Per questo anche sull’ambiente dobbiamo definire delle strategie e operare insieme. Recentemente l’Ad di Snam Marco Alverà ha detto che scientificamente fino al 2050 la produzione di energia sarà per il 25% da gas, per un altro 25% da carbone e per il 25% da petrolio. Il restante 25% è diviso tra 10% da nucleare, 5% per uno da fotovoltaico, eolico ed idroelettrico. Credo che questa fotografia chiarisca molto.
La cosiddetta Motor Valley in Italia fattura 16 miliardi e vale 66mila posti di lavoro. Di cosa avete bisogno dalla politica in questa fase?
Il Ministro Cingolani è allineato con il non accanimento contro il nostro settore. La questione non è se Pagani, Ferrari, Lamborghini e Maserati siano in grado di produrre auto elettriche. Perché possono già farlo. Il punto è che al momento non c’è richiesta di auto come le nostre elettriche. Più in generale la politica italiana a beneficio di tutti gli imprenditori può semplificare, creare regole chiare, pulite e trasparenti. Non come oggi dove a livello normativo tutto è nebuloso e complicato. Anche le associazioni datoriali di categoria devono avere una visione più ampia, e non basare le proprie posizioni sull’ideologia.
Anche quest’anno Pagani è stata presente a tutti gli appuntamenti organizzati da Supercar Owners Circle. Lei ha personalmente ideato il Poster del primo gatherin di supercar di questo livello realizzato in Croazia. Siete stati accolti dal Paese come delle rockstar. Tutti sono stati felici di poter ammirare la Huayra R eccezionalmente su strada. Come ha vissuto questa manifestazione di entusiasmo?
E’ stato molto bello. Non vado molto ad eventi sociali, ma ho partecipato al SOC 2019 con la Zonda e mi è piaciuto soprattutto dal punto di vista umano e del clima che si respira. E’ un ambiente molto simile a quello dei raduni Pagani. L’evento SOC in Croazia è stato magnifico. Emozionante vedere 40mila persone in aeroporto tra cui tantissimi bambini contagiati dalla passione per queste auto. Per noi vuol dire futuro.
Lei ha sempre sostenuto attivamente SOC. Come vede l’evolversi del club che vuole promuovere in tutto il mondo la cultura delle supercar creando un hub di confronto costruttivo tra i collezionisti e le voci autorevoli dell’automotive internazionale?

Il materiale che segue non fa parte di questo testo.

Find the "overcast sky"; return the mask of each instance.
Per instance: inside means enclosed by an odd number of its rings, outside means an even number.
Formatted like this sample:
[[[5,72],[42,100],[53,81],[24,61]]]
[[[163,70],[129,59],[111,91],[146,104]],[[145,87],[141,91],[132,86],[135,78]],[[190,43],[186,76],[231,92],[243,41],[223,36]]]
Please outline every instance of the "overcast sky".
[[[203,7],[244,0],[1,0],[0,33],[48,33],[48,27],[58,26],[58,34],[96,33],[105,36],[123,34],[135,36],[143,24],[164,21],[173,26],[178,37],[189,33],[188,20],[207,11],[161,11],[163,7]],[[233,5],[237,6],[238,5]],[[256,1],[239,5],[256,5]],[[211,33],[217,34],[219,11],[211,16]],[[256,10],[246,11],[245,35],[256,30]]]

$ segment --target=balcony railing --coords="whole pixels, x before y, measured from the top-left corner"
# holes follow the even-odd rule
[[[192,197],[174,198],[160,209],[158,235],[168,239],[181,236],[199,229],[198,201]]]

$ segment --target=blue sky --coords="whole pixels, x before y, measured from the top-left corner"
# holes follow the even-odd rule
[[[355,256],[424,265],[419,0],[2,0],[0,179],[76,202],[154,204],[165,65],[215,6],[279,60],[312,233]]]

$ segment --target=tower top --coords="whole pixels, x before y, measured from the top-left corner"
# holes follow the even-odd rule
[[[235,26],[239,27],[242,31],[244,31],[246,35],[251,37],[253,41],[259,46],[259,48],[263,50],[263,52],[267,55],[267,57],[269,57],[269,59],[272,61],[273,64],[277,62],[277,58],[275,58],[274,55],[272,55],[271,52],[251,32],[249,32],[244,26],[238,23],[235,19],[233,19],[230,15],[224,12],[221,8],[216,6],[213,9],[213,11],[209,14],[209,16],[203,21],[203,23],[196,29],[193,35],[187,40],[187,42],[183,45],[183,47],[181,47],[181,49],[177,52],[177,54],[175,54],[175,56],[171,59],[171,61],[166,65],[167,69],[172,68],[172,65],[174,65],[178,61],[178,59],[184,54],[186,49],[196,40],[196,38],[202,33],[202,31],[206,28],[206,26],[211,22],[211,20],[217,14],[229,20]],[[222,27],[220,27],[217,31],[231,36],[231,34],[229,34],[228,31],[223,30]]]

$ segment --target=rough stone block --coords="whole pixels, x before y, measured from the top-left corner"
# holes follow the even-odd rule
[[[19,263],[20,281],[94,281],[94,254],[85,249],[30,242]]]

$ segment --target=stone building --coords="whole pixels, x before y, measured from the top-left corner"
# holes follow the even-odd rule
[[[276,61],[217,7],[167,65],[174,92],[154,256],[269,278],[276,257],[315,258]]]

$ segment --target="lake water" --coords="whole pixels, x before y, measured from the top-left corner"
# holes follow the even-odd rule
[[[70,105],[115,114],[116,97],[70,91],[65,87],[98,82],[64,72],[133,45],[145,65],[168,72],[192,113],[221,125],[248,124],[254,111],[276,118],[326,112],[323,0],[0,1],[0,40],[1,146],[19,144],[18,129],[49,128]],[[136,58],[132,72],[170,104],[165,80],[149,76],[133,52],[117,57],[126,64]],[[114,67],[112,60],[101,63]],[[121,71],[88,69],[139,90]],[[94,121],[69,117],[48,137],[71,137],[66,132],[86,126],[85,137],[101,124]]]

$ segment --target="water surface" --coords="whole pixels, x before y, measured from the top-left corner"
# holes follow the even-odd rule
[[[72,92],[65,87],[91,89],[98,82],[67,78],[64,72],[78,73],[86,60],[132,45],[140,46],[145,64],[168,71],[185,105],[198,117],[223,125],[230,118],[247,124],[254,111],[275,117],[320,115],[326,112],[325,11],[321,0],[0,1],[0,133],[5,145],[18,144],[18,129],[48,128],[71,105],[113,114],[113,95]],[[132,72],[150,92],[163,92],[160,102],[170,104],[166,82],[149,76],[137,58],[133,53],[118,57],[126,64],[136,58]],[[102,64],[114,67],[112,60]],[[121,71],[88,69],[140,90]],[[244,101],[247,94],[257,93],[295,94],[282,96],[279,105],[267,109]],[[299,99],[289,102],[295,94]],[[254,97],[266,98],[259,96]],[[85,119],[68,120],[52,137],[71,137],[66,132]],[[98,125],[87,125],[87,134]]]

Gli eventi SOC sono momenti di passione e condivisione di valore assoluto rispetto agli altri del settore. Nulla di commerciale o promozionale. Utilissimi per far respirare entusiasmo ed emozioni. Lo scambio di opinioni tra collezionisti e produttori crea un’osmosi molto efficace sia in termini relazionali che di conoscenza.
Sulla sua storia personale, le origini umili, l’incontro con Juan Manuel Fangio e la nascita di Pagani è stato scritto tanto (anche il libro “Pagani la storia di un sogno” di Arteimmagine). Cosa insegna la sua storia?
La mia è una storia di fatica. Se uno che era figlio di un fornaio in un posto sperduto nella Pampa in Argentina riesce in un ambiente così competitivo come quello della produzione di auto esclusive e uniche come le Pagani il segreto è la passione e l’amore per il lavoro unita al fatto di sbattere contro un muro tante volte rialzandosi subito e continuando a provare.